Medvedev Urges Copyright Enforcement
KRASNOGORSK, Moscow Region — With counterfeits making up perhaps as much as a quarter of manufactured goods sold in Russia, Prime Minister Dmitry Medvedev called Monday for the market to become "more civilized" and urged officials, retailers and consumers to uphold copyright laws.
But he declined to back the idea of an oversight body for the government's anti-counterfeit efforts and predicted that the customs union with Kazakhstan and Belarus would create additional problems with fake goods.
Speaking at an anti-counterfeit conference at the Crocus Expo Center to the west of Moscow, the prime minister said Russia — a hotbed of counterfeit electronics, pirated software and illicit vodka — needs to find a balance between promoting innovation through the free exchange of ideas and protecting brands and artistic works.
"The government and civil society must uphold the protection of intellectual property rights on the one hand while stimulating competition and eliminating unreasonable barriers in the market on the other," Medvedev said.
More than 900 billion rubles ($29 billion) of fake goods are distributed on the Russian market each year, said Alexei Popovichev, executive director of branded-goods manufacturers association RusBrand. Research commissioned by RusBrand and conducted by Moscow's Higher School of Economics has found that about 24 percent of the retail revenue of consumer goods here comes from counterfeits, with vodka, clothing and shoes being the categories with the most fakes.

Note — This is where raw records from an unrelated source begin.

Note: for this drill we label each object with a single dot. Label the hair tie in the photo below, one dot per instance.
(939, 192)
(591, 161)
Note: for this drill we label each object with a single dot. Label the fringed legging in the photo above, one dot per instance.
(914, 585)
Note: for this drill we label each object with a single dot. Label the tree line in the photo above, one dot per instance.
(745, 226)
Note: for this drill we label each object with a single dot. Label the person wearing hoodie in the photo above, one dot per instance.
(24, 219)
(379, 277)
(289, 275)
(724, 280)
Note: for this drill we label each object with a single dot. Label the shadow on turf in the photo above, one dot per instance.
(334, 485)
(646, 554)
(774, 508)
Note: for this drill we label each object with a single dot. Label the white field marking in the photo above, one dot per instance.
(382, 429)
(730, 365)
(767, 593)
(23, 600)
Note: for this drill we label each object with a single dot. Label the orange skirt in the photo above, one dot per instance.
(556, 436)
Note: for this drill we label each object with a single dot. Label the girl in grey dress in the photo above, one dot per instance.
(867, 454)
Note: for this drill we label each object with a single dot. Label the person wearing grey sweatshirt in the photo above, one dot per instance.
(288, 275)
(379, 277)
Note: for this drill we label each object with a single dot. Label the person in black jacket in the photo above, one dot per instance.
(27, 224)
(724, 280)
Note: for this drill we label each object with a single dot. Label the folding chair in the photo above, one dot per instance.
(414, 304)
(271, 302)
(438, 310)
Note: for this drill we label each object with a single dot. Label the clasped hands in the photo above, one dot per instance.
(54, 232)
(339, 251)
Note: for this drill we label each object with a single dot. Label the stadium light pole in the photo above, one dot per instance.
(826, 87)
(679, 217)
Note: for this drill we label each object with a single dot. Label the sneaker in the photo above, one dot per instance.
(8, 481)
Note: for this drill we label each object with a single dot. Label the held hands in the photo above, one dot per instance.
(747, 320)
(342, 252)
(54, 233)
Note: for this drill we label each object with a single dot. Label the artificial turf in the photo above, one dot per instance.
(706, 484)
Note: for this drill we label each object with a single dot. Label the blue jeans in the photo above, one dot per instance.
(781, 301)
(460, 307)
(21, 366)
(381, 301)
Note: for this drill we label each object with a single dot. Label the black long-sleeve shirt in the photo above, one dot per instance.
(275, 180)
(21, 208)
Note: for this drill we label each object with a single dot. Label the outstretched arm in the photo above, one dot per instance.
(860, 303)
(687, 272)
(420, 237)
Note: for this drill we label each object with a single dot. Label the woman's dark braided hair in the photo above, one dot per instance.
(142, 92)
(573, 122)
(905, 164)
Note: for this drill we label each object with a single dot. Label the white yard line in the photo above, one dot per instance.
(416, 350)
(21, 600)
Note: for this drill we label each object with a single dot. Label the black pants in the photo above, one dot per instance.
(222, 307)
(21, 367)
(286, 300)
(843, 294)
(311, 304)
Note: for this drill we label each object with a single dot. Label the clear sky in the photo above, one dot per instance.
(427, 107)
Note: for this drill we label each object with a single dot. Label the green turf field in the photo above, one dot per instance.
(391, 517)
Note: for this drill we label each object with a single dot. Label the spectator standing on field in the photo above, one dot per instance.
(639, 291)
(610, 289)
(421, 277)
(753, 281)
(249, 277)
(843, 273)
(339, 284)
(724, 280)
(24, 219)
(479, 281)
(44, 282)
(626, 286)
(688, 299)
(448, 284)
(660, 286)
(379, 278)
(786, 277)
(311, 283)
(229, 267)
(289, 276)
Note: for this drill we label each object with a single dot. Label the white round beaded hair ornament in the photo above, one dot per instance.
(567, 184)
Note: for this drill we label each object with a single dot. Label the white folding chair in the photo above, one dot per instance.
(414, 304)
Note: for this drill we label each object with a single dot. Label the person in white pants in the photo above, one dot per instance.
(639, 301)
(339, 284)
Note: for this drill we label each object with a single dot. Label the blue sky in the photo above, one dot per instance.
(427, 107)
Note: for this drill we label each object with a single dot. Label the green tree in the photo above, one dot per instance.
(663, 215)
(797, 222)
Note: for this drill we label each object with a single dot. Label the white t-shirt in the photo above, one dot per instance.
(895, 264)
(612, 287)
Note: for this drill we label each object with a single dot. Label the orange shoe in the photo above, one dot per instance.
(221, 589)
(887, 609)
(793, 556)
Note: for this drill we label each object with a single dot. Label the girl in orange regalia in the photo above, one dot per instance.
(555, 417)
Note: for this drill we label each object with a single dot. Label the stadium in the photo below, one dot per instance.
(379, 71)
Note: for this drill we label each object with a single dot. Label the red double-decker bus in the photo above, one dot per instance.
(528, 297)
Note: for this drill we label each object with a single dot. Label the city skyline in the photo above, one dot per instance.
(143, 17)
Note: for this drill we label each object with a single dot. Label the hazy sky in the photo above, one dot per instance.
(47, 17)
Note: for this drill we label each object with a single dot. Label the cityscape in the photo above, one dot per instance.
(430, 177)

The HSE report commissioned by RusBrand, carried out every few years since 2000, has shown a decline in faked goods, and the Federal Customs Service has been actively fighting brand violations, Popovichev said on the sidelines of the conference. But the challenges of cleaning up the market remain huge.
Sharing the stage with Medvedev were Interior Minister Vladimir Kolokoltsev and a number of intellectual property rights specialists, including Frances Moore, the chief executive officer of the International Federation of the Phonographic Industry, a recording industry lobbyist.
She told Medvedev that one of the biggest Russian market barriers for her group's members is piracy.
Asked by another panelist if the government is considering forming an oversight body to direct the various agencies involved in the state's anti-piracy and anti-counterfeit fight, Medvedev said he wasn't a supporter of the idea.
"The battle against piracy isn't just legal. It is also related to economics and manufacturing processes," he said.
Popovichev believes, however, that "coordination of law enforcement protection would help very much."
During the conference, Medvedev also said the anti-counterfeit battle will be addressed by changes to the Civil Code, though he didn't give specifics.
In her speech to the hundreds of mostly Russian guests at the forum, Moore singled out VKontakte, the most popular social network in the Russian-speaking Internet, as a violator of music copyrights.
"The most significant unlicensed player in Russia today is Vkontakte," she said, arguing that the network allows and even encourages illegal sharing of music.